次世代塾で学んだ津波避難のポイントなどを発表する学生

 「津波防災の日」の5日、内閣府など主催のイベントが東京都文京区の東大本郷キャンパスであり、河北新報社などが主催する東日本大震災の伝承講座「311『伝える/備える』次世代塾」を受講する大学生5人が「被害想定を過信してはいけない」「訓練は体が覚えるぐらい繰り返す」などと震災の教訓を伝えた。
 「津波防災スペシャルゼミin本郷」と銘打った啓発イベントは1日限定の架空の学校という設定で、東北大災害科学国際研究所の今村文彦所長ら防災の専門家3人が講義。約200人が聞き入った。

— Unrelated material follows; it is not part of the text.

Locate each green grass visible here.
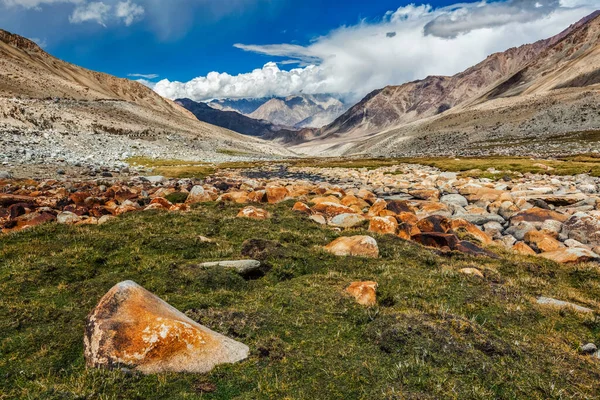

 次世代塾の5人は、塾で学んだ津波避難の要点を5項目に絞って発表。「防災のノウハウを学ぶだけではなく、まずは多くの犠牲が出た震災の事実に向き合ってほしい」と主張し、被災地を訪れ、現場で当事者の肉声に触れることも提言した。
 尚絅学院大4年の山川竜輝さん(21)は「多くの人に真剣に聞いてもらい、ありがたかった。今後も自分たちの言葉で備えの大切さを伝えたい」と話した。
 世界津波の日は国連が2015年12月に制定。紀伊半島などを大津波が襲った1854年11月5日(旧暦)の安政南海地震で、村人が稲束に火を付けて住民を高台に避難させた「稲むらの火」の逸話に由来し、日本政府は「津波防災の日」に定めている。
 次世代塾は今年4月、河北新報社と仙台市、東北福祉大が中心となって開講。年15回の講座で、大学生や若手社会人ら110人が被災地を視察したり、被災者の体験に耳を傾けるなどして震災の実相を学んでいる。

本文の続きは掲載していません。